The Local Government Act 2019 (Act No.1 of 2019; previously the Local Government Bill 2018, Bill No. 91 of 2018) is an Act of the Oireachtas (Irish parliament) which provided for the following:
- The transfer of territory to Cork City Council area from Cork County Council area, with effect from the 2019 local elections, thereby implementing the Cork Local Government Implementation Oversight Group's recommendations
- The provision of plebiscites, which were held alongside the May 2019 local elections, to approve the principle of directly elected mayors for Cork City Council, Limerick City and County Council, and Waterford City and County Council, rejected in Cork and Waterford and only passed in Limerick.

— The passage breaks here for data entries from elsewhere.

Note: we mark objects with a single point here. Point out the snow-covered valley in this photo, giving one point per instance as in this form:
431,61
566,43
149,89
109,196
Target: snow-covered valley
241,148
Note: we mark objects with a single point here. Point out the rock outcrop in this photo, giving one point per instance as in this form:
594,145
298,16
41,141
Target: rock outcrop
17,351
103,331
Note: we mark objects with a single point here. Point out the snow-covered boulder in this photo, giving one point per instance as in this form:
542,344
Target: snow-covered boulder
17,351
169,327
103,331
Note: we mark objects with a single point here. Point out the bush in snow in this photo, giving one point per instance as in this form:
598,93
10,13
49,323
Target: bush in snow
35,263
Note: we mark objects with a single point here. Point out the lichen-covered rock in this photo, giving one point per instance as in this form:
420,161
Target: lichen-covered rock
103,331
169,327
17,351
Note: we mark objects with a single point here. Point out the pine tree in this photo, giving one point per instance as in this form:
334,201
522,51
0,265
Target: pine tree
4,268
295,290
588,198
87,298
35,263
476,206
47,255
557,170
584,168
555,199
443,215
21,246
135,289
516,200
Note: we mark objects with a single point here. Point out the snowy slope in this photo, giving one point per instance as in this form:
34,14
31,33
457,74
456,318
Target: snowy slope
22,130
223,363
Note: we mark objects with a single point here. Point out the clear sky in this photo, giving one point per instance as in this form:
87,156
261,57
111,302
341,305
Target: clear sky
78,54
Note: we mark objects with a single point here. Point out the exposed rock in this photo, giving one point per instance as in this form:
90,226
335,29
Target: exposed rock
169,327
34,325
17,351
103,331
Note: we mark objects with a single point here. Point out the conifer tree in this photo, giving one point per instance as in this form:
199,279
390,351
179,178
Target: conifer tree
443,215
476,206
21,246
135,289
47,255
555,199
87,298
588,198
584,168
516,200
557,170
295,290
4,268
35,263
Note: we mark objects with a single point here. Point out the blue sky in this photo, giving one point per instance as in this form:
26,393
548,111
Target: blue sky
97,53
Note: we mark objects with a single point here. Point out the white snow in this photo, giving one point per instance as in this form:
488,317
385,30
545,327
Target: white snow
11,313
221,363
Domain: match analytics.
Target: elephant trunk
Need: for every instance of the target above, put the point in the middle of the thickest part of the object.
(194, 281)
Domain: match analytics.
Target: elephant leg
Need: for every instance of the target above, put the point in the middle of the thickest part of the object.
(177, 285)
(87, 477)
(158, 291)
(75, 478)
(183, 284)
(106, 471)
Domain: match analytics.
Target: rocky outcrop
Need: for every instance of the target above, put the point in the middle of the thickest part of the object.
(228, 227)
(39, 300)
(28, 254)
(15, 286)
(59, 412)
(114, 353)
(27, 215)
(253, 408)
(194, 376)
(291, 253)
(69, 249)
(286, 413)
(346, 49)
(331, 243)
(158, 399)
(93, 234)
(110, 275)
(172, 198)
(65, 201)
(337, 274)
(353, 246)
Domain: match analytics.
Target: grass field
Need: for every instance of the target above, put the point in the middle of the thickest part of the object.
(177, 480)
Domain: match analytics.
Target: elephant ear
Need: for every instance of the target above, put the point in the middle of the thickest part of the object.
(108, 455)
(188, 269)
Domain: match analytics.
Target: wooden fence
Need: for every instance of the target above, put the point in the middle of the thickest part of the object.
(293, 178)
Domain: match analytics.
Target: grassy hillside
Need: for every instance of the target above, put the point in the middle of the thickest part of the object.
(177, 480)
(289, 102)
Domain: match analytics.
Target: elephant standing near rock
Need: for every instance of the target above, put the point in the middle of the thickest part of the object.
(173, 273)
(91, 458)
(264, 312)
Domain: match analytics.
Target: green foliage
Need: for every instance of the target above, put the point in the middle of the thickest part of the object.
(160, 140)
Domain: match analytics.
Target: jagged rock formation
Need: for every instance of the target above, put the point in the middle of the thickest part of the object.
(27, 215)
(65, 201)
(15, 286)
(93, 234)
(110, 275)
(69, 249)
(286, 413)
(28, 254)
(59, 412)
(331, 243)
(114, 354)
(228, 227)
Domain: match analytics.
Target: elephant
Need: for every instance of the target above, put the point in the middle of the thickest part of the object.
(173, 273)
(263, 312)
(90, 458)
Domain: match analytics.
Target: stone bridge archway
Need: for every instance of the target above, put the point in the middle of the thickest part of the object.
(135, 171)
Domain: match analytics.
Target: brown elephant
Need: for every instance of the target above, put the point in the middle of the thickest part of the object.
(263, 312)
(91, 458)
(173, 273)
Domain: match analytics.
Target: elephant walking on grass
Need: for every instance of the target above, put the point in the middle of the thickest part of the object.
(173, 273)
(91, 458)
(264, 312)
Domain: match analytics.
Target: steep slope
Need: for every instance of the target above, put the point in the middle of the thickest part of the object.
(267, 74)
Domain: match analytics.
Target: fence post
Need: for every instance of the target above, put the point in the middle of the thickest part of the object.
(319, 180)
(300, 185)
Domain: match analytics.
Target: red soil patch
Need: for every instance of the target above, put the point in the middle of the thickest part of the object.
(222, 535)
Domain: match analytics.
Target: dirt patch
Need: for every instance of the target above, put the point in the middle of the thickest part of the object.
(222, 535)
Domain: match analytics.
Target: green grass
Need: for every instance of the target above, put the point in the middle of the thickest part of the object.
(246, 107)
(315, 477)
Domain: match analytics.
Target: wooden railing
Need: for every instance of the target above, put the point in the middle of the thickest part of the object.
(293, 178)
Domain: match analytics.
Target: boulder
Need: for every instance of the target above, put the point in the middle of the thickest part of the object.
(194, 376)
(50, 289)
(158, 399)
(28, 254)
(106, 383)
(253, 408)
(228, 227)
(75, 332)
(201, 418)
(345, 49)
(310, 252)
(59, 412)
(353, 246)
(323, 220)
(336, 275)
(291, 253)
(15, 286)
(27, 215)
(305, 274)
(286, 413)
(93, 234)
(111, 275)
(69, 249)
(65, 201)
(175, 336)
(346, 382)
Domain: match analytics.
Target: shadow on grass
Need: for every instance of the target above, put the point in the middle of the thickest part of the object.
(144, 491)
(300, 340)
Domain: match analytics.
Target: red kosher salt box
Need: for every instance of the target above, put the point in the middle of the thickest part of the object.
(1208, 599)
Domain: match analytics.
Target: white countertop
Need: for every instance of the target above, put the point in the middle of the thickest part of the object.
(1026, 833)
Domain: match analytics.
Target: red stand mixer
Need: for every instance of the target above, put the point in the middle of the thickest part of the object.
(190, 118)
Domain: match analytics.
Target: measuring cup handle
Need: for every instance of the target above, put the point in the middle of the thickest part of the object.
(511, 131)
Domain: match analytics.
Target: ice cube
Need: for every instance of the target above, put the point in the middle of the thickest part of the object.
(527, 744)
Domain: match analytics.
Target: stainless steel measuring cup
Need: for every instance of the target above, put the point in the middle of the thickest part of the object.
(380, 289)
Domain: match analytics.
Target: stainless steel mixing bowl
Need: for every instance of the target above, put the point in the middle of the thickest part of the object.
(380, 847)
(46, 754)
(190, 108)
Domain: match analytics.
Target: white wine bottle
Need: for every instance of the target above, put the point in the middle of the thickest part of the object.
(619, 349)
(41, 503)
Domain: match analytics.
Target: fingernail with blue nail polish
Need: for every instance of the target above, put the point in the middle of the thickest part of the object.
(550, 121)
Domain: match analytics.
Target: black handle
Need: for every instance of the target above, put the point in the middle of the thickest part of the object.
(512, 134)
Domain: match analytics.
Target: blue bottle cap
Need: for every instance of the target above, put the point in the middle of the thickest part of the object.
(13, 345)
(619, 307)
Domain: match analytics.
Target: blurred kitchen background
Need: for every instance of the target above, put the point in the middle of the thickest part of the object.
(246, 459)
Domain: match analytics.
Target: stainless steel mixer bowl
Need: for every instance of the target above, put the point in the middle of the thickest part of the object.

The proposed directly elected mayor for the Dublin metropolitan area was excluded from the act because of the greater complexity of the debate across four local government areas, with Fingal County Council having opposed previous proposals. Galway was also excluded because of the ongoing plans to merge Galway City Council and Galway County Council. On 2 April 2019 the government published more detailed proposals, agreed at the 20 March 2019 cabinet meeting, for the plebiscites and, for those passed, holding mayoral elections and granting powers to mayors. On 11 April 2019 the Dáil approved draft regulations for the plebiscites to take place. The Referendum Commission was not responsible for the plebiscites.